EK-Net:Real-time Scene Text Detection with Expand Kernel Distance
Boyuan Zhu, Fagui Liu, Xi Chen, Quan Tang
TL;DR
The paper tackles the shrinking bias of kernel-based scene text detectors by introducing Expand Kernel Distance (EK-Net) and a three-stage regression framework to recover complete contours for arbitrary-shaped text. It predicts kernel, threshold, and expand-distance maps, trained under a weighted loss $L = \alpha L_k + \beta L_t + \gamma L_e$ with carefully designed components (BCE, Dice, L1, smooth L1) and a binary supervision map. EK-Net uses a lightweight ResNet-18 backbone with FPN to achieve a favorable accuracy-speed trade-off, achieving F-measures around $85.7$ on ICDAR 2015 and CTW1500 at multi-ten FPS. The results demonstrate real-time performance with competitive accuracy on challenging benchmarks and suggest extension to end-to-end text spotting in future work.
Abstract
Recently, scene text detection has received significant attention due to its wide application.
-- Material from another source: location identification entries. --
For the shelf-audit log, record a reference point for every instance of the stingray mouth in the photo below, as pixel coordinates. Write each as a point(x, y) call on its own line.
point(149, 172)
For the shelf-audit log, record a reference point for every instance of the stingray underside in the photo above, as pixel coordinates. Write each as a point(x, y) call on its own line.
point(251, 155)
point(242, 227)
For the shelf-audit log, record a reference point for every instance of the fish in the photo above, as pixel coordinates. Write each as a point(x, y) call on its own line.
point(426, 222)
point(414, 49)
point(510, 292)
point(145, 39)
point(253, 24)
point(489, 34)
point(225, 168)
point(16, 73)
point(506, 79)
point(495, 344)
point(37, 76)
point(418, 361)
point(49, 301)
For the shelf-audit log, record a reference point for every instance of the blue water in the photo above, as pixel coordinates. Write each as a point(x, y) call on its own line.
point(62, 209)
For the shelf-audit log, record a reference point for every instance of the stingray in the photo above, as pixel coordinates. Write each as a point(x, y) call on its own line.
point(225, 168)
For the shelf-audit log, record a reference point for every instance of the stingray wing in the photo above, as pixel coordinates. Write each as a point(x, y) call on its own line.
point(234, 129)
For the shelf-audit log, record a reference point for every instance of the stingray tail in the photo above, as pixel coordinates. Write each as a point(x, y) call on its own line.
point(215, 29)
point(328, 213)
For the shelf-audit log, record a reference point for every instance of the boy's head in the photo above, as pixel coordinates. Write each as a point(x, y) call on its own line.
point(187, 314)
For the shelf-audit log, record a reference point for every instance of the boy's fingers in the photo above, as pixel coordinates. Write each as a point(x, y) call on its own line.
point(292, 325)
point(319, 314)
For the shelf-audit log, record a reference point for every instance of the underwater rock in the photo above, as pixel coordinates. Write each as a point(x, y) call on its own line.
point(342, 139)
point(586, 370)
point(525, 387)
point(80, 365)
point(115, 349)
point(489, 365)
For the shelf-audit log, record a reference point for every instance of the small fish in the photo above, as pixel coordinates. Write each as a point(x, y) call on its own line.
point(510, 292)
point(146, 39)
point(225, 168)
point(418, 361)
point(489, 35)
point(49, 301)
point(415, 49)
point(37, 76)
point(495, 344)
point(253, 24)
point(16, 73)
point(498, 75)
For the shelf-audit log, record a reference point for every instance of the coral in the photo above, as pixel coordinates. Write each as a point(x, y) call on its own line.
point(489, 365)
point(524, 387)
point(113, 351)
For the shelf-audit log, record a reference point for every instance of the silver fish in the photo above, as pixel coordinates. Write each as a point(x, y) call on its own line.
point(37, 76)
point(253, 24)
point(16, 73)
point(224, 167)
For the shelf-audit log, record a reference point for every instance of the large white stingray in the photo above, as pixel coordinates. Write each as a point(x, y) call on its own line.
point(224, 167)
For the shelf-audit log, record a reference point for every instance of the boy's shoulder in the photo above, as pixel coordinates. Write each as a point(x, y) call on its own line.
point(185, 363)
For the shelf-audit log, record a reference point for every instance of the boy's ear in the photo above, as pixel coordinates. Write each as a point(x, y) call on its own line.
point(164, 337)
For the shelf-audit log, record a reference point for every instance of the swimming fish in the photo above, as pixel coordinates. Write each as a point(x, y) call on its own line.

However, accurate detection in complex scenes of multiple scales, orientations, and curvature remains a challenge. Numerous detection methods adopt the Vatti clipping (VC) algorithm for multiple-instance training to address the issue of arbitrary-shaped text. Yet we identify several bias results from these approaches called the "shrinked kernel". Specifically, it refers to a decrease in accuracy resulting from an output that overly favors the text kernel. In this paper, we propose a new approach named Expand Kernel Network (EK-Net) with expand kernel distance to compensate for the previous deficiency, which includes three-stages regression to complete instance detection. Moreover, EK-Net not only realize the precise positioning of arbitrary-shaped text, but also achieve a trade-off between performance and speed. Evaluation results demonstrate that EK-Net achieves state-of-the-art or competitive performance compared to other advanced methods, e.g., F-measure of 85.72% at 35.42 FPS on ICDAR 2015, F-measure of 85.75% at 40.13 FPS on CTW1500.